Demerit system for dodgy cabbies to be introduced to LegCo next year

Taxis on a busy street in Hong Kong in 2015.
Taxis on a busy street in Hong Kong in 2015.

The arrest this week of a brawling cabbie and his passenger (we’ll get to that momentarily) couldn’t have been more timely, coming the day before a proposed demerits system for taxi drivers took another step toward reality.

The duo were arrested in the wee hours of Tuesday morning for fighting in public after having a disagreement over parking in Tsing Yi that was caught on camera.

According to Apple Daily, the fight broke out in the early hours of Tuesday morning at the Cheung On Estate, and involved a 50-year-old taxi driver surnamed Lai (in the red shirt) and a 63-year-old passenger surnamed Poon (in the white shirt).

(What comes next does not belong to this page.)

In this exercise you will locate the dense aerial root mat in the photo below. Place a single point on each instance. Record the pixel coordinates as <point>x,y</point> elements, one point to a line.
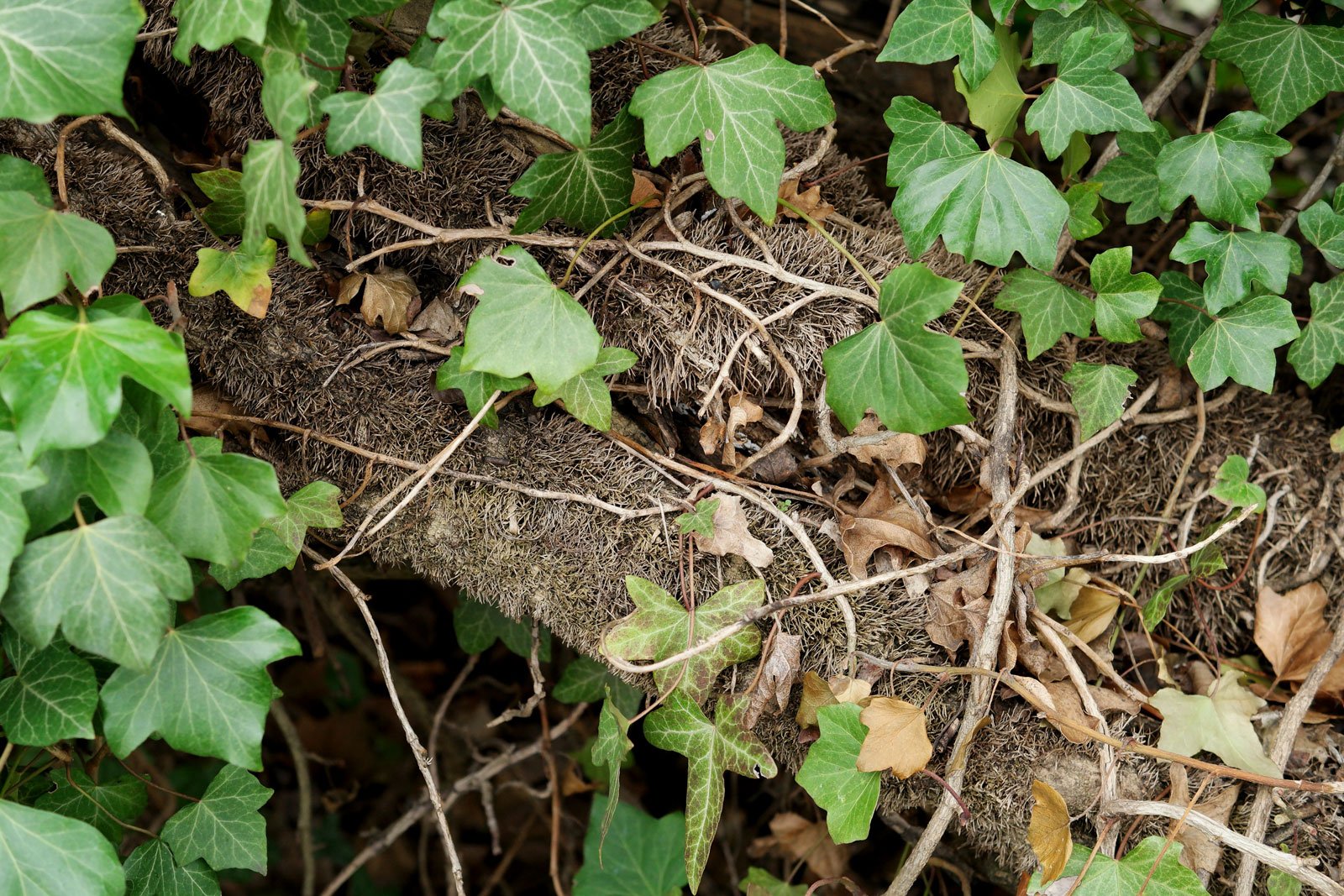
<point>544,516</point>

Video of the fight, which quickly popped up on Facebook, shows a security guard try and fail to intervene as Lai gets pushed into his taxi, and the pair kick and punch each other while yelling “you motherf*****!”

An eyewitness, surnamed Wong, who filmed the fight told Apple Daily: “The driver was asked to stop at On Chiu House and he wasn’t able to do so they started the fight.”

Both men were sent to hospital after being arrested for fighting in a public place. Poon was also arrested on suspicion of damaging property.

Meanwhile, as if on cue, documents were submitted the very next morning at LegCo with an eye toward creating a two-tier points system to punish taxi drivers who overcharge, tamper with meters, refuse fares, or take roundabout routes to their destinations, according a to report in the Hong Kong Economic Times.

News of the proposed penalty system was first reported in May, and guidelines included installing CCTV cameras inside cabs.

Under the new proposals, drivers who violate any of the above may have five to 10 points deducted depending on the seriousness of the crime and have their driving license suspended for three months.

For cabbies who have accumulated 15 or more points in two years, their driving license will be suspended for six months.

The government is expected to release the guidelines in full later this year.

Under the current Road Traffic Ordinance, committing any of the offences mentioned above can land you up to six months in jail and a fine of HK$10,000 (US$1,300), while a repeat offender may face 12 months imprisonment and a fine of HK$25,000 (US$3,200).

The Transport Complaints Bureau received 2,720 reports about taxi services in the first quarter of 2018 — a 10 percent decrease from the previous quarter.